Stéphane Narvaez, explorateur des temps modernes

Le 21 avril, le navigateur antibois Stéphane Narvaez se lancera dans un défi encore jamais réalisé. Quatre tours du monde, sans escale et en solitaire, en l'espace de 16 mois. Lui qui est le sixième marin à avoir bouclé un tour du monde à l'envers sans escale en 2011, est accaparé par les les derniers préparatifs avant le grand départ.

Lorsqu'on le contacte par téléphone, on sent bien que le navigateur, basé à La Ciotat pour le moment,  n'a plus qu'une seule envie : chevaucher la houle à bord de son voilier, "Oïkos", un Sharp 47 100% écolo.

Il le dit lui-même, quand il se trouve sur le plancher des vaches, il est contrarié, vraiment pas à l'aise. "L"idée de ce nouveau défi a germé lors de mon précédent tour du monde. Je venais de passer le Cap de Bonne Espérance, j'étais sur le retour et je me suis dit que je pouvais contribuer à la recherche et la connaissance des mers du Sud. Quand j'ai posé le pied sur terre, je me suis remis au travail"
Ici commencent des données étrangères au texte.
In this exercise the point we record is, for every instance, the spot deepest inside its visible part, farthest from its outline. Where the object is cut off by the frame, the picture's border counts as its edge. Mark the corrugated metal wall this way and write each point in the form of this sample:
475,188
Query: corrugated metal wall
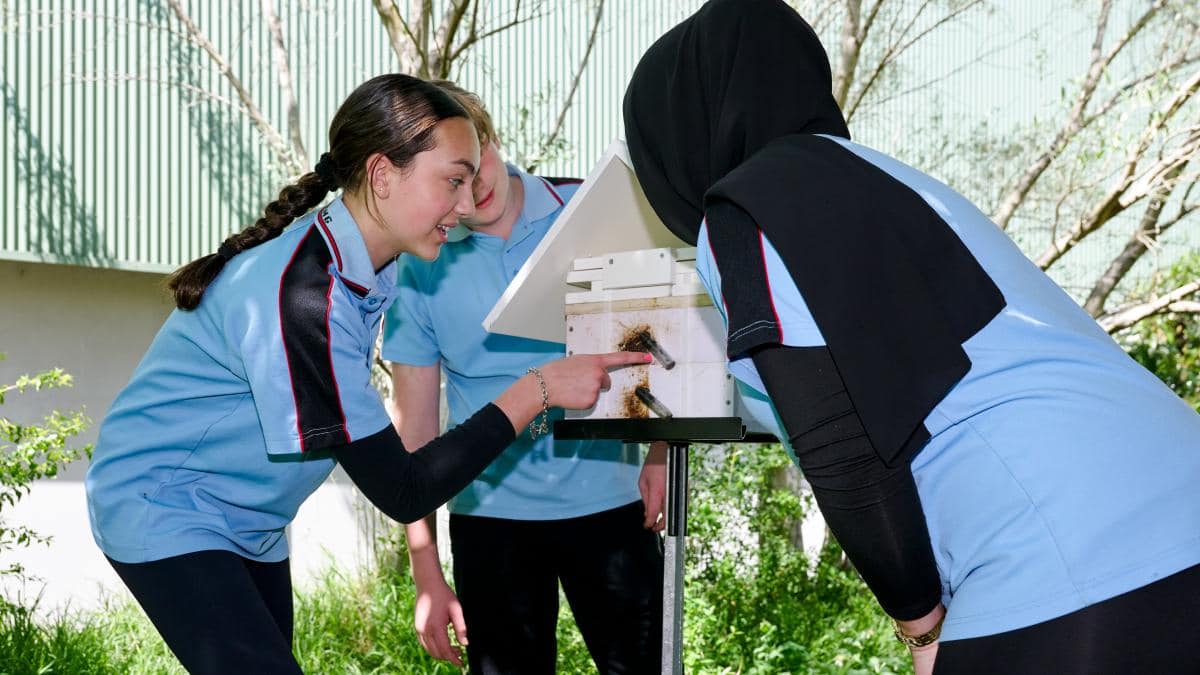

Ce marin explorateur, né en région parisienne, débarque à Antibes à l'âge de cinq ans, c'est ici qu'il voit ses premiers voiliers et que la fièvre du nautisme grimpe en lui. Il grandit avec le Vendée Globe et les grandes traversées en solitaire. Sa vie, il l'imagine sur le pont d'un bateau et nulle part ailleurs. "Toutes les courses auxquelles je participe sont un prétexte pour aller naviguer, car je ne suis pas un compétiteur dans l'âme", avoue Stéphane.

Un défi hors normes 

Le 21 avril prochain, au départ d'Antibes, Stéphane Narvaez lèvera les voiles pour un périple un peu fou qui durera 16 mois, dont 12 passés dans les mers australes à étudier l’environnement et faire des relevés, environ 24 000, pour l'Ifremer (Institut français de recherche pour l'exploitation de la mer) et la LPO (Laboratoire de Physique des Océans). 

Au travers de l'association "TeamDéfis", qu'il a fondée, l'Azuréen mène des expéditions dans le but d'informer et d'alerter sur les risques environnementaux. "Les mers du Sud sont très peu fréquentées, elles sont donc un vivier d'informations et je suis fier de pouvoir mettre à disposition un laboratoire au bout du monde."

Dans sa quête, il pourrait également tomber plusieurs records : la plus longue navigation autour du monde en distance et en durée. Quatre tours de la Terre dans le sens Ouest-Est, une navigation sans escale, en solitaire et sans moteur juste avec la force de la nature. 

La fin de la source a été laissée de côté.